L’associazione di autotrasporto INEO Unione esprime soddisfazione in merito alla recente integrazione al progetto di costruzione della variante Armo-Cantarana, depositata da ANAS negli scorsi giorni, ma chiede maggiori delucidazioni in merito alle tempistiche del progetto.
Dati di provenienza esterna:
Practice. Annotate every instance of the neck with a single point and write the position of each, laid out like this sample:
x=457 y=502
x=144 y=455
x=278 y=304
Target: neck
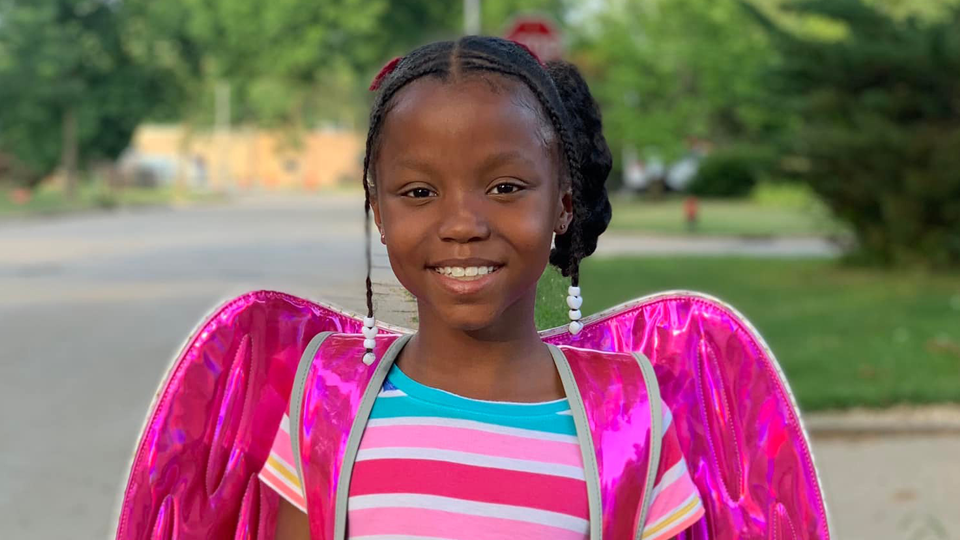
x=505 y=361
Infatti, ad oggi permane la grave situazione infrastrutturale dei collegamenti stradali tra il Piemonte e la Liguria, corridoio strategico per il trasporto merci da e verso la Francia, oltreché per i traffici locali, con conseguenti ripercussioni in termini di costi e disagi per le aziende di trasporto e i loro conducenti. L'attuale sistema viario, caratterizzato da colli di bottiglia e limitazioni strutturali, costringe quotidianamente le imprese a inutili code e rallentamenti che incidono pesantemente sui margini di profitto e sulla logistica dei tempi di consegna. La realizzazione della variante Armo-Cantarana non è dunque solo un'opera da anni promessa, ma una necessità economica imprescindibile per garantire la
competitività del territorio e la sicurezza di chi lavora su strada, riducendo l'esposizione a tratti ormai inadeguati ai flussi moderni.
Inoltre, l’incertezza che ancora avvolge il cronoprogramma dei lavori rischia di vanificare gli sforzi delle aziende che ad oggi resistono nonostante tutte le difficoltà socioeconomiche che gravano sul comparto. Pertanto, pur accogliendo con favore il passaggio in avanti del fascicolo ad oggi pendente presso i Ministeri, INEO Unione chiede una decisa accelerazione dell’iter di avanzamento del progetto, alla luce anche delle tante promesse sentite dalle istituzioni negli anni scorsi.